Enteignung ist Notwehr
Während immer mehr Menschen einen immer größeren Anteil ihres Einkommens für die Miete aufwenden müssen, machen börsennotierte Wohnungskonzerne auf Kosten der Mieter*innen Milliardengewinne. So hat beispielsweise Vonovia, als größter Wohnungskonzern Deutschlands, im letzten Jahr eine Dividende von knapp einer Milliarde Euro an seine Aktionäre gezahlt. Die radikale Forderung nach Enteignung ist angesichts dieser Entwicklungen quasi Notwehr. Damit die Mieten in Berlin nicht weiter explodieren, hat die Kampagne »Deutsche Wohnen & Co. enteignen« sich auf den Weg gemacht, diesem Treiben ein Ende zu setzen und Wohnungskonzerne mit einem Bestand über 3.000 Wohnungen dem Markt zu entziehen und unter die Kontrolle einer Anstalt des öffentlichen Rechts zu stellen. So würden nicht länger private Eigentümer, sondern Mieter*innen, Beschäftigte und der Senat über einen großen Teil des Wohnungsbestandes in Berlin entscheiden. Das heißt, auch über die Höhe der Miete.

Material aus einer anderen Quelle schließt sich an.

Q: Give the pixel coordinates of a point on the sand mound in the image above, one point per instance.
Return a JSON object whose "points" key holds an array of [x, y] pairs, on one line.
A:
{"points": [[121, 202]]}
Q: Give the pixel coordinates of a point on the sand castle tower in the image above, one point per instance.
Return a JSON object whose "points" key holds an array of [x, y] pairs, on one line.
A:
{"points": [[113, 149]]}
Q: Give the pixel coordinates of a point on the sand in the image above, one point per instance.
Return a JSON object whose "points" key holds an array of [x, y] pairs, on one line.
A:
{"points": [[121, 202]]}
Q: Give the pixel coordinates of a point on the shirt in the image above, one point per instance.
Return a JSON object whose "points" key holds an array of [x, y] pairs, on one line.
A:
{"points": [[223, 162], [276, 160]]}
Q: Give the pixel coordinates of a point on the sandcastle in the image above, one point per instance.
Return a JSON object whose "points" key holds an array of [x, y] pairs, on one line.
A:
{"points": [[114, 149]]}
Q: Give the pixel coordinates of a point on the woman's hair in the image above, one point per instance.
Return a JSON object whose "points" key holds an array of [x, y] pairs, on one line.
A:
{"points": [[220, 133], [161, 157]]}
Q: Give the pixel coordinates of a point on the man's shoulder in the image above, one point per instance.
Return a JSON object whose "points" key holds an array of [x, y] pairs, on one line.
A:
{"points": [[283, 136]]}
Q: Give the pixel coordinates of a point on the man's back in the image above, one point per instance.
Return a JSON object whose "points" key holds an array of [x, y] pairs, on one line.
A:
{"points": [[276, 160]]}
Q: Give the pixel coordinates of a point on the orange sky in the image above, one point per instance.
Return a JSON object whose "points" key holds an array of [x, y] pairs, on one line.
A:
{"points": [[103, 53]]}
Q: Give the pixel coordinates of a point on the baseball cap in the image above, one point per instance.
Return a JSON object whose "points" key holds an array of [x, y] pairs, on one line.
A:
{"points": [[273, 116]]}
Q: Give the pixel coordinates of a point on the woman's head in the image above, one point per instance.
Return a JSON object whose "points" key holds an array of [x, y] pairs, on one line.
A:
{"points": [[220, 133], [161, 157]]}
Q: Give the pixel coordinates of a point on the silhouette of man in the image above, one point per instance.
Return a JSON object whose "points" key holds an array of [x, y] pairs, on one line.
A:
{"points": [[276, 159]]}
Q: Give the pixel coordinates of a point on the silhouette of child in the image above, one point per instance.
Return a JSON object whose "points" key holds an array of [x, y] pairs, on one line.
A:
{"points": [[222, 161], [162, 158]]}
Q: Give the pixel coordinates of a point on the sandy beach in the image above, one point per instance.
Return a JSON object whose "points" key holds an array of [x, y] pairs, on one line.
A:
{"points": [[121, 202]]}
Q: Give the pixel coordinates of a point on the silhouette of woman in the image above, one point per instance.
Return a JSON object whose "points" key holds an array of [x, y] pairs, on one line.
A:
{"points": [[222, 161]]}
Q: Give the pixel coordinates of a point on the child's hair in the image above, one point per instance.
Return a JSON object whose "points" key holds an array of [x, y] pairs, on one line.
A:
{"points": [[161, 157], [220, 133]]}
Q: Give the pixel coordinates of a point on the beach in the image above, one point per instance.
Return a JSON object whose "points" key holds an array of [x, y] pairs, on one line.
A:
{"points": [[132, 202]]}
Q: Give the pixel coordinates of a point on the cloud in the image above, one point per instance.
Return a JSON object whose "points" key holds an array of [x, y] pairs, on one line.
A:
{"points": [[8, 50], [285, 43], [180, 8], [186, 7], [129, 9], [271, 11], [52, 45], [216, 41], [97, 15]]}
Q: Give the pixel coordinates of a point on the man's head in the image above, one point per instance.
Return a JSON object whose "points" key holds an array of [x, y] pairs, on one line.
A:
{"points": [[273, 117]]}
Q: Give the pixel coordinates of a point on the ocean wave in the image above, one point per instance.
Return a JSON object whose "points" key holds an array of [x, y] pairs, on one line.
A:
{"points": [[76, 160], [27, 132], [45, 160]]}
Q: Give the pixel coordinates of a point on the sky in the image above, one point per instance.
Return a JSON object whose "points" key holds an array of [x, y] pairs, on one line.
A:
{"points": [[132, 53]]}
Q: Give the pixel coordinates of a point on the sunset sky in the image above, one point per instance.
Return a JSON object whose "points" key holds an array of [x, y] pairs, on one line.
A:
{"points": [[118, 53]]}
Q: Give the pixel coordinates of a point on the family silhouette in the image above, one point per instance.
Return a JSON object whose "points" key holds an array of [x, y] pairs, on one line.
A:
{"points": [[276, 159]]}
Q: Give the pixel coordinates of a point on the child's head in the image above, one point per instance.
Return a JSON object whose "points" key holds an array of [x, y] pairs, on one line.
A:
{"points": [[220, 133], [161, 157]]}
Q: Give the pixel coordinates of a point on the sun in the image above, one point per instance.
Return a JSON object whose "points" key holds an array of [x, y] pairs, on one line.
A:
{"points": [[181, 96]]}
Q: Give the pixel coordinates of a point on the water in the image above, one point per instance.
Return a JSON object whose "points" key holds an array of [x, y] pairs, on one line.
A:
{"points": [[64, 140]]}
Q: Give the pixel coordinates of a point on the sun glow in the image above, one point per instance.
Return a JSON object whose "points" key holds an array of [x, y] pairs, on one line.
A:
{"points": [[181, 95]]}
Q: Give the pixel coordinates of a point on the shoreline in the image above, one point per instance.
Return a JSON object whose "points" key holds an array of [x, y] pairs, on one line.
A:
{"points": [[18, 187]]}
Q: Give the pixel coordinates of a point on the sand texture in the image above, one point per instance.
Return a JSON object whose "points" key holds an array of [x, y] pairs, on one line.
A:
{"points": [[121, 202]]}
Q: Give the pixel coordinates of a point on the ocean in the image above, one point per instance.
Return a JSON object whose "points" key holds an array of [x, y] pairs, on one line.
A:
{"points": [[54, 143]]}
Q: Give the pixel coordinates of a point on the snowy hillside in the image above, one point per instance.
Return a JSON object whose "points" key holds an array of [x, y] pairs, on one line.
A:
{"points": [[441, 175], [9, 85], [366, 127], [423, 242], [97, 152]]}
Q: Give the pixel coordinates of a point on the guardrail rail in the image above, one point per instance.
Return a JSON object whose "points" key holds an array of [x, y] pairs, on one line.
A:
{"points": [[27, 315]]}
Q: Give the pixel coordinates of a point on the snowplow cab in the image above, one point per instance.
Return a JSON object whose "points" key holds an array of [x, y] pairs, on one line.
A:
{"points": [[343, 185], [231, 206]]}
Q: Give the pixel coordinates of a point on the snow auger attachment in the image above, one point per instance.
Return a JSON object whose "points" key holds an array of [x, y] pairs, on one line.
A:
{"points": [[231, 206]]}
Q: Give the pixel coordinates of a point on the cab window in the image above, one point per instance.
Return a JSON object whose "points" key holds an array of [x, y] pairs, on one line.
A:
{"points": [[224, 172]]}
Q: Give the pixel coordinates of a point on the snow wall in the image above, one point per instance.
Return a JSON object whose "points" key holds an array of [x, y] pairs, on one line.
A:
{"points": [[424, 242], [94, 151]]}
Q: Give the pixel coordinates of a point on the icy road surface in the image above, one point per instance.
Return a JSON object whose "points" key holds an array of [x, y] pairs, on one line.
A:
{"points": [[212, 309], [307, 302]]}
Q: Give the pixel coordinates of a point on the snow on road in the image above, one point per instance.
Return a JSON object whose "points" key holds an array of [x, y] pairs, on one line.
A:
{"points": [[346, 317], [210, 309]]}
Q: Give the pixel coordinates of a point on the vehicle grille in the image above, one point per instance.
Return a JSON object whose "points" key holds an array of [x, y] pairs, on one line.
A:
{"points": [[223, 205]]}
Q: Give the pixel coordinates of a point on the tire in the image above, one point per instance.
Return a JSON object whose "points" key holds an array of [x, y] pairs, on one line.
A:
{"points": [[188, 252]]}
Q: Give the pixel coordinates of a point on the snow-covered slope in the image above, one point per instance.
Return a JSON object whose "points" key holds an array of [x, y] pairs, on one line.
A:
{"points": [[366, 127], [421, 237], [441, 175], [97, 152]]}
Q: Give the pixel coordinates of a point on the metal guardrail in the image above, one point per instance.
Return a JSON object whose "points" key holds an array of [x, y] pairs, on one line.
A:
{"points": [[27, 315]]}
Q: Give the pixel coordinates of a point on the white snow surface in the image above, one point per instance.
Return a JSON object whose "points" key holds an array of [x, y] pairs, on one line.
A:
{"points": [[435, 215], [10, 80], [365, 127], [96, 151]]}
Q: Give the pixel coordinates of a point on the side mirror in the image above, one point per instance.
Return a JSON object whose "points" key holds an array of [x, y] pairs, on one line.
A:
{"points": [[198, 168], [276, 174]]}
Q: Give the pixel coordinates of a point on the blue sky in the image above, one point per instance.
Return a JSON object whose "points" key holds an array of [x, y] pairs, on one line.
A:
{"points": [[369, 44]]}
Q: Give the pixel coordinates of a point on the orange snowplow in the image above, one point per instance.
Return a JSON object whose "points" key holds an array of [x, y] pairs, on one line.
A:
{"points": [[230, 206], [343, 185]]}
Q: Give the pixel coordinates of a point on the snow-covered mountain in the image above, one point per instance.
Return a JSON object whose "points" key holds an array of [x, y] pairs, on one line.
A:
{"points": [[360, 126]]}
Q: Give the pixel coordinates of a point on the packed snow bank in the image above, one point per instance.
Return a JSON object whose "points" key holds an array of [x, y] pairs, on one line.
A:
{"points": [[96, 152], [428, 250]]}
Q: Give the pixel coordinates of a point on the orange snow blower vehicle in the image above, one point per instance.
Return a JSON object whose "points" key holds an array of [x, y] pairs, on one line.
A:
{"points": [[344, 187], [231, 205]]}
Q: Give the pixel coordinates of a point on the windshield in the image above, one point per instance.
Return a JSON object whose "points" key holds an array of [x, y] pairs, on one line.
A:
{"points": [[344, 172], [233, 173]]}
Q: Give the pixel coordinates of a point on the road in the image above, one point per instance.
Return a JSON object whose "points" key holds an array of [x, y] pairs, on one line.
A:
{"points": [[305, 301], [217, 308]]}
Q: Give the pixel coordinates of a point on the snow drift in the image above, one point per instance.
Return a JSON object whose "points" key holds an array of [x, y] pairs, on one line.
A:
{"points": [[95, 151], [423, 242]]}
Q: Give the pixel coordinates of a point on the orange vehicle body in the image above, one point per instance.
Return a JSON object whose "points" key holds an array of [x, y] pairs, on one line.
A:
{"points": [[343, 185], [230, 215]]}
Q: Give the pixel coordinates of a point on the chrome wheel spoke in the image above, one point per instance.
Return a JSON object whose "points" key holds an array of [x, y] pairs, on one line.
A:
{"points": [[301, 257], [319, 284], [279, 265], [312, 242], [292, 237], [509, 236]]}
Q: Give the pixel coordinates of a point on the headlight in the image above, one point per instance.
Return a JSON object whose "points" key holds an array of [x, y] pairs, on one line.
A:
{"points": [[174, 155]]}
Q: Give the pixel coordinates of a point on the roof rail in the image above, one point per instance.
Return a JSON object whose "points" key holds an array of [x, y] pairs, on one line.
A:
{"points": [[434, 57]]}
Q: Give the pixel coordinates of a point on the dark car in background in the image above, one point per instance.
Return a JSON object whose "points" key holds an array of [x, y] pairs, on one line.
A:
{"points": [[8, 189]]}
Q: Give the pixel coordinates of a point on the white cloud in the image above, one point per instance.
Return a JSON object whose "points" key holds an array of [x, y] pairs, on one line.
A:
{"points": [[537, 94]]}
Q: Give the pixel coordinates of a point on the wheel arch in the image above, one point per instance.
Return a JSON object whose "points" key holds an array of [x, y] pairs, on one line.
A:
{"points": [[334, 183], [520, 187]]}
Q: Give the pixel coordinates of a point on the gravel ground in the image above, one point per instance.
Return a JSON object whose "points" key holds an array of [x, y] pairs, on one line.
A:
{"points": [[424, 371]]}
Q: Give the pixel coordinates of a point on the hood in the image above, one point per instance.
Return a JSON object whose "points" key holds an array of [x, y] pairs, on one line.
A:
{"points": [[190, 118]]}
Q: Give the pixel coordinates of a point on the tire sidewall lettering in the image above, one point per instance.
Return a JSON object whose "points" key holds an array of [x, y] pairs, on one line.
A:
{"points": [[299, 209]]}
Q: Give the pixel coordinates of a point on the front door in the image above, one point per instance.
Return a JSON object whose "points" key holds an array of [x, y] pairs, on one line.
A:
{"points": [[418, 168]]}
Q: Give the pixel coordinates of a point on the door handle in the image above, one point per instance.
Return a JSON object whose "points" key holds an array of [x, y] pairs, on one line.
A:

Nach dem Sieg ist vor der Umsetzung
Nach dem erfolgreichen Volksentscheid liegt es nun am kommenden Senat, einen Vorschlag für ein Gesetz zur Vergesellschaftung vorzulegen. Leider ist die Umsetzung dieses Volksentscheids für die Politik nicht bindend. Aber der Druck ist hoch, dass sich die Politik einer Forderung der Mehrheit der Berliner Bevölkerung nicht einfach entziehen kann. DIE LINKE wird sich mit aller Kraft dafür einsetzen, dass der Volksentscheid umgesetzt wird. Ein Vorschlag zur Umsetzung ist die Bildung einer Expert*innenkommission, die den Auftrag hat, einen Gesetzesentwurf zu erarbeiten. Damit das auch passiert und nicht auf die lange Bank geschoben wird, ist es wichtig, den Druck aus der Bevölkerung und den Mieter*inneninitiativen hoch zu halten. Wie heißt es so schön: von Nix, kommt Nix. Und »Nix« ist angesichts des Mietenwahnsinns eindeutig zu wenig.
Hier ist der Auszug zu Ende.